In my experience water doesn't work for the heavier films.
----- Original Message -----
From: Mark
To: Indoor_Construction_at_yahoogroups.com
Sent: Tuesday, December 16, 2008 3:13 PM
Subject: [Indoor_Construction] Re: Film Patching
--- In Indoor_Construction_at_yahoogroups.com, "Bill Gowen"
<b.gowen_at_...> wrote:
>
> Mark has a good method of doing this. Maybe he can describe it. I
had to get him to show it to me in person to understand all the steps.
Leroy,
There are several methods indoorists have described here. You'll
have 1/2 hr. of reading if you do a group box search using "patching"

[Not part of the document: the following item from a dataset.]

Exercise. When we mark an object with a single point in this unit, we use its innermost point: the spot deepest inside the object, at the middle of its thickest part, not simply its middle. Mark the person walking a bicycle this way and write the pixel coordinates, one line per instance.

search term (accessed from the website messages page.) I'll try to
find my most recent article about it. It's unnecessarily tedious for
beauty effect, but that seems to be what you are after. Basically,
it involves getting the film stuck to a piece of very supple tissue,
with as few wrinkles in the film as possible. Water is usually the
only needed adhesive, both for sticking to tissue and sticking to
structure to be patched. If the surface to be patched is either non-
flat (ie a wing camber) or large (more than 1/2 inch hole) I also
support the "shape" underneath the structure with something such as
with a small pillow that matches camber.